The age was significantly lower among patients with active MS, effectively distinguishing those with active disease from those with non-active disease. Other parameters, including gender, immunoglobulin index, lesions present at diagnosis, and time from activity to LP could not predict disease activity.

16 proteins were differentially expressed in MS patients compared to controls, including CXCL9, CXCL10, CXCL13, CCL11, CCL13, CCL22, CCL26, IL-1β, IL-4, IL-10, IgG1, IgM, IFNγ, TNFα, and NfL. Except for NfL, all were classified as “inflammatory”. No single or combined intrathecally synthesized protein had a significant predictive value for short-term (less than 12 months) disease activity.

Patients with active MS shared several connections with non-active MS, including CCL26-IL-10, CCL11-IL-1β, CXCL13-CCL22, and IFNγ-CXCL9, showing MS-specific inflammatory phenotypes. Patients with active MS shared two connections with controls, CCL26-IL6 and IL6-CCL22, whereas patients with non-active MS shared only one connection, IL-6-TNFα, with controls. 

There was a positive correlation between the expression of IgG1 and CXCL10 in patients with active MS, and in CIS converters, but not CIS non-converters. The authors emphasized that previous studies have shown a positive correlation between increased intrathecal synthesis of IgG and CSF level of CXCL10 in patients with relapsing-remitting or primary progressive MS. The predictive power of this connection was much stronger in patients with CIS than in patients with active MS, and it was independent of age.
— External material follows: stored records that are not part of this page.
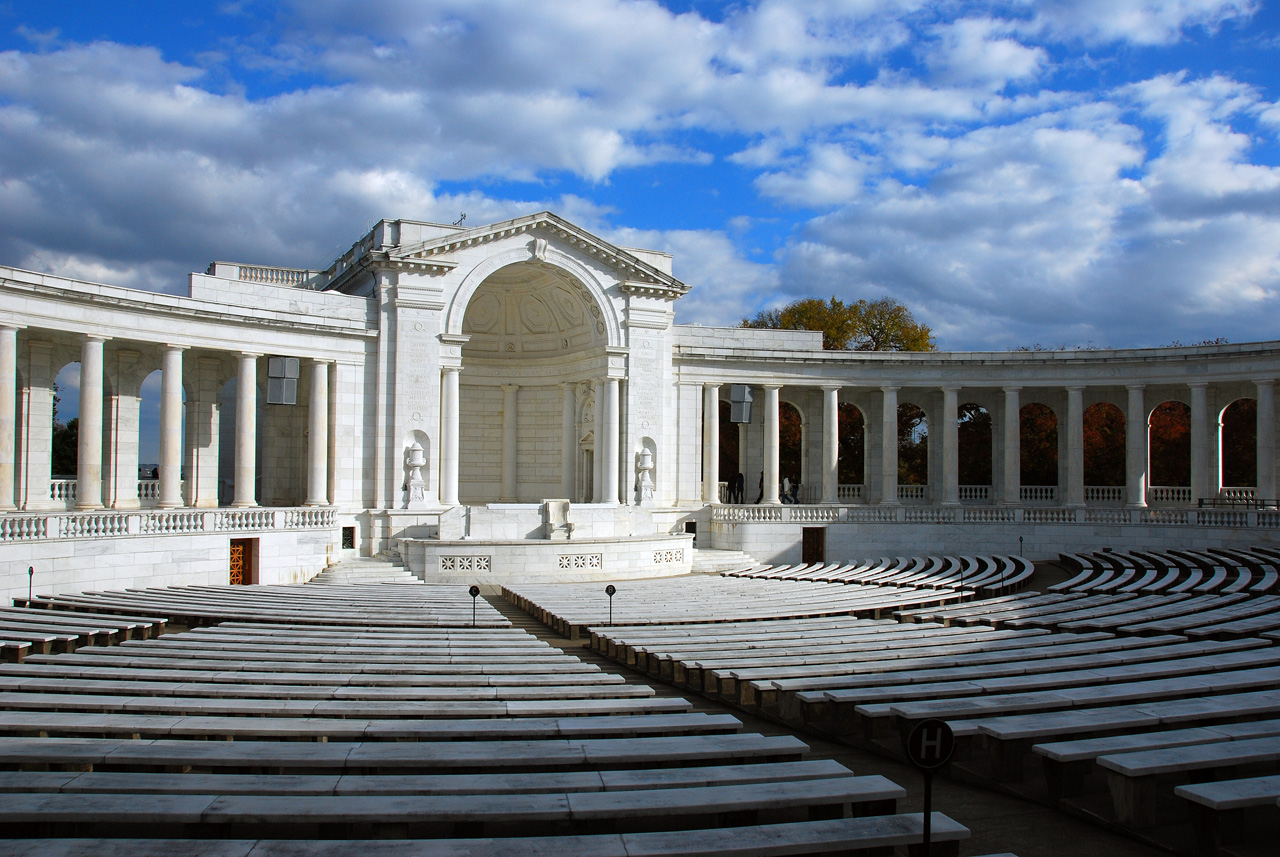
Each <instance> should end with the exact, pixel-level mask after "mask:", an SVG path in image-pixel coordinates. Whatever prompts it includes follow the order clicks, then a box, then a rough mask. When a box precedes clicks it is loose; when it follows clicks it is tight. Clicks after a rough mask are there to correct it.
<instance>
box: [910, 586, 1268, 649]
mask: <svg viewBox="0 0 1280 857" xmlns="http://www.w3.org/2000/svg"><path fill="white" fill-rule="evenodd" d="M896 615H897V618H899V619H901V620H904V622H936V623H941V624H945V625H960V627H969V625H978V624H986V625H992V627H996V628H1050V629H1055V631H1075V632H1088V631H1108V632H1115V633H1121V634H1164V633H1183V634H1187V636H1188V637H1192V638H1210V640H1231V638H1238V637H1251V636H1257V634H1260V633H1263V632H1268V631H1272V629H1280V596H1275V595H1262V596H1254V597H1249V596H1247V595H1245V594H1243V592H1235V594H1233V595H1193V594H1190V592H1183V594H1176V595H1174V594H1170V595H1165V594H1153V595H1143V594H1140V592H1115V594H1110V592H1047V594H1041V592H1034V591H1029V592H1020V594H1016V595H1011V596H1005V597H996V599H989V600H982V601H974V602H972V604H957V605H943V606H941V608H929V609H924V610H904V611H900V613H899V614H896Z"/></svg>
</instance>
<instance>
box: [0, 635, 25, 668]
mask: <svg viewBox="0 0 1280 857" xmlns="http://www.w3.org/2000/svg"><path fill="white" fill-rule="evenodd" d="M31 646H32V642H31V641H29V640H0V657H3V660H4V663H6V664H20V663H22V661H23V659H24V657H27V655H28V652H31Z"/></svg>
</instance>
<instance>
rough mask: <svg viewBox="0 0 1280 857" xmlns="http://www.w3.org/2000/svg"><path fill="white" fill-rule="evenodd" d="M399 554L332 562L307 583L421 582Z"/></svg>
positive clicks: (361, 556) (372, 582)
mask: <svg viewBox="0 0 1280 857" xmlns="http://www.w3.org/2000/svg"><path fill="white" fill-rule="evenodd" d="M421 582H422V581H420V579H417V578H416V577H413V574H412V573H411V572H410V570H408V569H406V568H404V560H403V559H401V555H399V554H379V555H378V556H357V558H352V559H343V560H339V562H337V563H333V564H330V565H329V567H328V568H325V569H324V570H323V572H320V573H319V574H316V576H315V577H312V578H311V579H310V581H307V583H421Z"/></svg>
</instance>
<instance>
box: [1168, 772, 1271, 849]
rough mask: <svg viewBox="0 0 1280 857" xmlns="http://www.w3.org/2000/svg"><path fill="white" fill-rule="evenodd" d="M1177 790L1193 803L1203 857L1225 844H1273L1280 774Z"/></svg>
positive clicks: (1199, 840)
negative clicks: (1245, 843)
mask: <svg viewBox="0 0 1280 857" xmlns="http://www.w3.org/2000/svg"><path fill="white" fill-rule="evenodd" d="M1174 794H1175V796H1176V797H1180V798H1183V799H1184V801H1188V802H1189V803H1190V808H1192V812H1193V816H1194V824H1196V839H1197V851H1198V853H1199V854H1202V856H1203V857H1217V854H1219V853H1220V849H1221V848H1222V847H1224V845H1226V844H1230V845H1238V844H1240V843H1242V842H1243V843H1251V844H1258V845H1261V844H1263V843H1270V844H1274V843H1275V842H1276V835H1277V833H1280V808H1277V806H1276V803H1277V802H1280V775H1270V776H1253V778H1248V779H1236V780H1222V782H1216V783H1196V784H1192V785H1179V787H1176V788H1174Z"/></svg>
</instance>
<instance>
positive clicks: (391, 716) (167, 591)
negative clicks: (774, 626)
mask: <svg viewBox="0 0 1280 857" xmlns="http://www.w3.org/2000/svg"><path fill="white" fill-rule="evenodd" d="M329 588H339V587H329ZM340 588H342V590H347V587H340ZM367 588H369V587H358V590H357V587H351V590H357V591H355V592H352V591H351V590H347V597H348V599H351V600H352V608H353V609H351V610H344V611H342V617H343V618H340V619H333V620H330V622H328V623H326V624H324V625H323V627H321V625H320V624H319V623H315V622H312V620H311V617H314V615H316V613H315V610H314V609H311V608H307V606H306V605H303V608H305V613H303V615H305V617H307V619H305V620H303V622H302V623H294V622H292V618H293V615H294V613H293V610H294V605H293V604H289V602H288V600H284V601H282V600H280V599H278V597H276V594H274V592H270V591H266V592H264V594H262V600H261V601H256V602H255V601H253V599H252V596H250V597H244V596H242V595H241V594H236V596H233V600H234V601H236V604H234V605H232V608H225V606H223V605H212V606H211V600H210V599H209V597H204V595H202V594H198V592H197V594H196V596H195V597H193V605H192V606H191V608H184V606H179V608H177V609H175V610H174V613H175V614H180V615H183V617H187V618H191V617H192V615H195V614H196V613H200V611H204V614H205V617H212V615H214V614H215V613H216V611H223V610H225V611H229V613H234V615H237V617H239V620H237V622H228V623H224V624H219V625H215V627H196V628H192V629H188V631H174V632H170V633H166V634H164V636H163V637H159V638H155V640H146V641H125V642H123V643H122V645H118V646H111V647H109V649H99V647H92V649H81V650H78V651H76V652H73V654H55V655H33V656H29V657H28V659H27V660H26V663H23V664H17V665H10V666H5V668H0V793H4V798H3V799H0V837H6V839H5V847H4V848H3V851H5V853H14V854H22V853H29V854H35V853H40V854H60V853H63V854H73V853H81V854H88V853H93V854H104V856H109V854H113V853H129V854H147V853H165V854H178V856H180V854H192V856H193V854H223V853H234V848H252V849H255V853H268V854H273V853H274V854H283V853H298V852H300V851H302V852H306V853H325V848H330V847H333V848H338V845H339V844H340V849H339V851H335V852H334V853H362V854H366V853H367V854H393V853H394V854H410V853H433V854H435V853H440V854H448V853H468V854H515V853H521V854H526V853H532V854H536V853H549V852H547V851H543V849H547V848H554V853H557V854H589V853H590V854H598V853H604V854H607V853H653V854H662V853H722V852H723V851H726V849H728V851H730V852H733V851H737V852H739V853H771V852H772V853H814V852H820V851H841V852H847V853H860V852H876V851H877V849H881V851H882V849H884V848H887V847H893V845H911V844H913V843H918V842H919V840H920V835H922V824H923V822H922V819H920V817H919V816H911V815H899V814H897V812H896V810H897V806H896V805H897V799H899V798H900V797H901V794H902V789H901V788H899V787H897V785H895V784H893V783H890V782H888V780H884V779H883V778H879V776H858V775H855V774H854V773H852V771H850V770H847V769H846V767H844V766H841V765H837V764H835V762H831V761H820V760H818V761H809V760H806V759H805V756H806V755H808V747H806V746H805V744H804V743H803V742H800V741H797V739H796V738H794V737H790V735H781V737H768V735H762V734H754V733H744V732H742V730H741V723H740V721H739V720H737V719H736V718H732V716H730V715H723V714H721V715H708V714H700V712H694V711H692V710H691V707H692V706H691V704H690V702H689V701H687V700H685V698H681V697H669V696H668V697H658V696H655V695H654V691H653V688H652V687H649V686H648V684H637V683H627V682H623V680H621V679H620V677H617V675H613V674H609V673H605V672H603V670H600V669H599V668H598V666H595V665H591V664H584V663H582V661H581V659H579V657H575V656H572V655H570V654H567V652H564V651H562V650H559V649H557V647H553V646H548V645H547V643H543V642H540V641H538V640H536V638H535V637H532V636H531V634H529V633H527V632H524V631H520V629H516V628H509V627H503V628H474V629H472V628H447V627H435V625H433V623H431V619H433V613H431V608H412V606H410V608H406V606H403V605H402V606H399V608H398V610H399V611H401V614H406V613H407V614H411V615H412V613H413V610H417V613H419V615H420V618H421V619H422V622H411V623H406V624H402V625H392V624H388V623H385V622H376V620H371V619H370V620H366V618H365V615H362V611H361V610H360V609H356V605H357V604H358V602H360V600H361V599H364V595H365V591H366V590H367ZM417 588H419V587H404V590H415V591H416V590H417ZM424 588H428V587H424ZM456 588H460V590H461V592H463V594H465V592H466V590H465V588H462V587H456ZM248 591H250V592H252V590H248ZM402 591H403V590H402ZM216 595H218V594H216V591H215V596H216ZM160 596H163V599H164V600H172V599H179V600H180V599H182V597H184V596H183V594H182V592H180V591H179V592H175V591H172V590H169V591H164V592H161V594H157V599H159V597H160ZM339 601H340V600H339ZM156 602H159V601H156V600H154V601H152V604H156ZM468 608H470V605H468ZM191 624H198V623H191ZM504 624H509V623H504ZM499 697H509V698H499ZM228 738H229V739H230V741H227V739H228ZM685 828H690V829H689V830H685ZM933 829H934V840H936V842H940V843H941V845H942V851H941V853H950V854H955V853H957V842H959V840H960V839H963V838H964V837H965V835H966V834H968V831H966V830H965V829H964V828H963V826H961V825H957V824H955V822H954V821H951V820H950V819H946V817H945V816H934V819H933ZM564 834H573V835H564ZM19 835H22V837H41V838H40V839H20V840H19V839H17V838H15V837H19ZM46 837H47V838H46ZM67 837H93V839H81V840H76V839H65V838H67ZM101 837H108V839H101ZM166 837H175V838H178V837H180V838H182V839H166ZM230 837H234V838H236V839H234V840H227V839H224V838H230ZM355 837H361V838H375V839H376V838H381V837H393V838H394V837H399V838H402V839H401V840H399V842H393V843H389V844H388V843H384V842H372V843H366V842H348V840H349V839H352V838H355ZM282 838H287V839H292V840H293V844H292V845H289V844H288V843H287V842H284V840H283V839H282ZM326 843H337V844H326ZM225 848H232V851H230V852H227V851H225ZM289 848H292V849H293V851H292V852H289V851H288V849H289ZM77 849H78V851H77Z"/></svg>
 CXCL10, also known as IFNγ-induced protein 10 (IP-10), has a role in chemotaxis, apoptosis, cell growth, and angiogenesis. However, its primary function is immune cell trafficking to inflamed sites, especially antibody-secreting cells and T cells.  Proinflammatory conditions lead to the secretion of CXCL10 in various cells, such as monocytes, neutrophils, dendritic cells, microglia, and astrocytes. The authors stated that a positive correlation between IgG1 and CXCL10 has been previously reported as a potential predictor of CIS conversion. This suggests that the interaction between IgG1 and CXCL10 may play a crucial role in disease activity, particularly in the initial stages of the disease.



This study has shown that a specific intrathecally synthesized signaling axis IgG1 and CXCL10, is a potential predictor of MS activity and/or conversion from clinically isolated syndrome to relapsing-remitting MS. The authors proposed that elevated basal levels of CSF CXCL10 secreted by glial cells in patients with active MS, including CIS converters, may increase the recruitment and differentiation of antibody-producing plasma cells in the CNS, and contribute to increased intrathecal production of IgG.

This article was published in the Neurology: Neuroimmunology & Neuroinflammation.



Journal Reference

Welsh N, Disano K, Linzey M, et al. CXCL10/IgG1 Axis in Multiple Sclerosis as a Potential Predictive Biomarker of Disease Activity. Neurol Neuroimmunol Neuroinflamm 2024;11:e200200. (Open Access).